1. At its most fundamental level, radical and conservative views hinge on the free will question. Contemporary liberals generally believe that bad environment causes most of our problems. By compensating for and improving the environment, we will thereby be improved. Thus, the emphasis on welfare, penal reform, antipoverty programs, urban renewal, and most generally, central government interventions and bureaucratic regulation. As Clarence Darrow put it, is a man to be hanged for society's crimes against him? Conservatives, on the other hand, generally believe we are free to make ourselves and be responsible for our troubles. Thus, the dual conservative emphasis on freedom of opportunity and minimum government regulation and intervention (free market), and on law and order and fair but strict justice.

One cannot believe we are free and responsible and be a consistent American liberal of the 1970s; nor can one be a consistent conservative and believe in determinism.

2. My view is reflected in Arnold S. Kaufman's words on justice:

Suppose one reflectively endorses a conception of justice according to which a person deserves blame or praise, reward or punishment, and so on, only if that person's decisions or actions are not determined. Then one should define "freedom" in such a way that "P decided (acted) freely" implies "Ps decision (action) was not determined." Correspondingly, suppose one endorses a conception of justice according to which a person deserves blame, etc., only if his decisions or actions have some property which may or may not be causally determined by circumstances beyond his control. Then "freedom" ought to be defined in such a way that the meaning of "P decided (acted) freely" is consistent with determinism. It is our practical aims and interests which should govern the shape of our language, and not unreflected upon linguistic habit which should govern the shape of our moral outlook.
----"Responsibility, Moral and Legal," in Encyclopedia of Philosophy, vol. 7 (1967): 188

3. For example, the philosopher Morris Schlick ("When is a Man Responsible," in B. Berofsky, ed., Free Will and Determinism, New York: Harper, 1966: 54-63) cans the question of free will a meaningless "scandal," a pseudo-question misunderstanding that we are both free and determined under descriptive laws.

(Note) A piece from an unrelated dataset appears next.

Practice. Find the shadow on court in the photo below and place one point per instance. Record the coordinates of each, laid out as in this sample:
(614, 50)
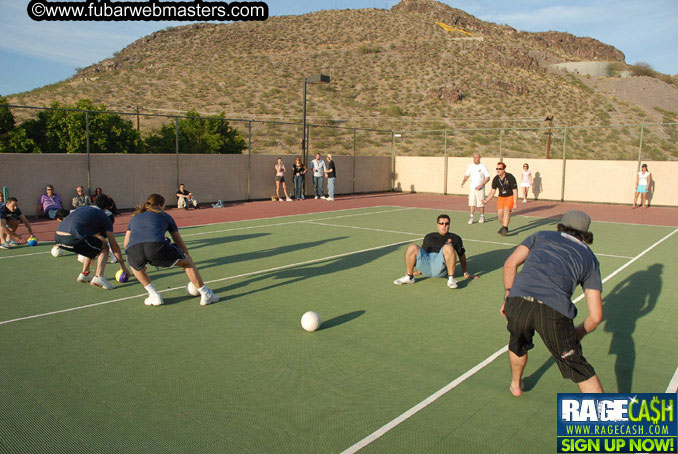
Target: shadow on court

4. This most fundamental disagreement among the most powerful philosophers (Aquinas, Hobbes, Locke, Hume, Kant, and Bergson) is clearly evident. The contemporary philosophical scene is even more confused with the addition of the current analytic and linguistic viewpoints. As cases in point, it may at least amuse, if not enlighten, the reader to compare the different essays in Berofsky, op. cit.; or some different treatments of the self summarized in Calvin S. Hall and Gardner Lindzey (eds.), Theories of Personality (2d ed.; New York: Wiley, 1970).

5. I am aware that these points and their verbal form already presuppose some answers to the free will question. The whole issue of choice itself would be meaningless under strong determinism or Bergsonian free will (choice is what we ascribe in retrospect to a continuous process of feeling-thinking-doing).

6. William James, "Some Metaphysical Problems Pragmatically Considered," in Pragmatism and Four Essays from the 'The Meaning of Truth' (New York: World Publishing Co., 1955); "The Dilemma of Determinism," in Essays in Pragmatism (New York: Hafner, 1969).